Challenging robot warfare

IssueOctober 2010
News by Gabriel Carlyle

“The lawyers tell me there are no prohibitions against robots making life-or-death decisions” - Gordon Johnson, leader of robotics efforts at the Pentagon’s Joint Forces Command Research Center in Virginina

In “the most intense period of US [drone] strikes in Pakistan since they began in 2004” (Washington Post), the judge trying 14 peace activists charged with breaking into Creech air force base in Nevada announced that he will take four months to consider his verdict.

Situated just outside Las Vegas, Creech is the base from which many of the unmanned drones used by the US in Iraq and Afghanistan are flown. It also houses the RAF’s 90-strong drone team (Squadron 39). At least 97 missiles are known to have been fired by British drones in Afghanistan since June 2008.
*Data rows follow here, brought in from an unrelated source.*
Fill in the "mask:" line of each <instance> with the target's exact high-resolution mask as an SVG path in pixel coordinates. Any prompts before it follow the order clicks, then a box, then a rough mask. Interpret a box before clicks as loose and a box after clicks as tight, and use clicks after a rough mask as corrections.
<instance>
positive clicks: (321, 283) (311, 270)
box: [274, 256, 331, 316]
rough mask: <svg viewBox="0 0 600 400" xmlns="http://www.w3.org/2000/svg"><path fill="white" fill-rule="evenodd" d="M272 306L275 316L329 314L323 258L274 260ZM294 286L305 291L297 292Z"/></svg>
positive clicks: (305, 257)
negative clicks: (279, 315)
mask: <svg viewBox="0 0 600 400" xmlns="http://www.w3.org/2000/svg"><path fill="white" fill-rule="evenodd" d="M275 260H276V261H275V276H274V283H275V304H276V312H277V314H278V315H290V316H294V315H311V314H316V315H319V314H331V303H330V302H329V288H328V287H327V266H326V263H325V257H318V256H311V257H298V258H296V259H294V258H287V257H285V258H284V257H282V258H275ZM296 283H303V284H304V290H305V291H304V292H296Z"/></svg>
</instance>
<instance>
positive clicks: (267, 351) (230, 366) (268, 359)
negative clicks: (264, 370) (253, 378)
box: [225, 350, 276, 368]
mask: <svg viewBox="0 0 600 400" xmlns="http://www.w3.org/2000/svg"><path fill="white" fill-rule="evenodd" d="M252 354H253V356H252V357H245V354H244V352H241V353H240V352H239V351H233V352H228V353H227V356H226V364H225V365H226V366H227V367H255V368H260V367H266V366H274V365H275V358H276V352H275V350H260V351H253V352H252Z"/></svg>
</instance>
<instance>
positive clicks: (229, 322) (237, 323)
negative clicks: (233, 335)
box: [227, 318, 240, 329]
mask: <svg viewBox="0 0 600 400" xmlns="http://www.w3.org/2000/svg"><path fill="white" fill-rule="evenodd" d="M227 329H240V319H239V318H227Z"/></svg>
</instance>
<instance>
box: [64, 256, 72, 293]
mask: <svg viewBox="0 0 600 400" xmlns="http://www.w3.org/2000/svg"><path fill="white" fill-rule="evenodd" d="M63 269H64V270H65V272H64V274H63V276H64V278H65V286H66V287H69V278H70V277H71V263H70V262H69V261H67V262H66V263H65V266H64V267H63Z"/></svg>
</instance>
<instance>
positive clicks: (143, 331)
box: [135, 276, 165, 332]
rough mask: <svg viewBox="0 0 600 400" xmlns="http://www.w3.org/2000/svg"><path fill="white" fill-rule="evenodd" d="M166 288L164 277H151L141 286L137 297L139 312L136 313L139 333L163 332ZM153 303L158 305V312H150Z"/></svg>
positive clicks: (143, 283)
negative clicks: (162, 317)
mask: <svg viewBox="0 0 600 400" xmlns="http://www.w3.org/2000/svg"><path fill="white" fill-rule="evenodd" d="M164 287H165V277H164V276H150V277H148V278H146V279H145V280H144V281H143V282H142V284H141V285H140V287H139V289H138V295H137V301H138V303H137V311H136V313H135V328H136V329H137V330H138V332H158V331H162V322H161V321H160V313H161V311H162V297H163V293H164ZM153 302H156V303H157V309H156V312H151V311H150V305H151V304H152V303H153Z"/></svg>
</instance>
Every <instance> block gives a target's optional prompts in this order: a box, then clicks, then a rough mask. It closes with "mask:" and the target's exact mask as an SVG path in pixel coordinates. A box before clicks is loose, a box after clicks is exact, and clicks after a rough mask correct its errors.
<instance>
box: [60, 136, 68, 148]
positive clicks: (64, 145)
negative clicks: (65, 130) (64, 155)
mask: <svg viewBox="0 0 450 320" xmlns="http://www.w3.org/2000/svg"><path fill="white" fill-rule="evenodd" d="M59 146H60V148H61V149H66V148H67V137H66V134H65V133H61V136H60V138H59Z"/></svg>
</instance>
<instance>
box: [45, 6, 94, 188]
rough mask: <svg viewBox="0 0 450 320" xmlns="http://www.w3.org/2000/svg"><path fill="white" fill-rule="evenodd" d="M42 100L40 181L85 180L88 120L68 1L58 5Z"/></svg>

At least 60 people are estimated to have been killed in 13 drone strikes in the Pakistani region of North Waziristan in the first half of September. “We live in constant fear,” one villager told AP. “We have missile strikes every day.”

“Go in peace”

The “Creech 14”, including Nobel peace prize nominee Kathy Kelly, were arrested on 9 April 2009 after entering the open main gates of USAF Creech (see PN 2509). Though their trial judge, William Jansen, tried to keep the trial of the “Creech 14” focussed on whether the 14 had broken the law of trespass, however he permitted testimony from former US attorney general Ramsey Clark, and the legal director of the Center for Constitutional Rights, Bill Quigley. Declaring: “This case has a lot more consequences than a trespass case… I want to make sure my decision is the correct decision”, he set a date of 27 January 2011 for his written decision, telling the defendants to “go in peace”.

Targeted killings

Along with the American Civil Liberties Union (ACLU), the Centre for Constitutional Rights (CCR) has also filed a lawsuit challenging the US government’s authority to carry out “targeted killings” of US citizens far away from any battlefield – killings which are often carried out using drones. Both organisations are acting on behalf of Nasser al-Awlaki, whose son Anwar al-Awlaki (a US citizen) has been placed on a list of people that the CIA is authorised to kill.

“The United States cannot simply execute people, including its own citizens, anywhere in the world based on its own say-so,” Vince Warren, Executive Director of the CCR explained. Meanwhile, European activists have also begun to set their sights on the threats – current and future – posed by drone warfare, with conferences in London (organised by Fellowship of Reconciliation) and Berlin (organised by the International Committee for Robot Arms Control) this September.

Noel Sharkey, professor of artificial intelligence and robotics at Sheffield university – who addressed both events, explained that “Our biggest concern for the future is autonomous systems that [select] targets themselves.”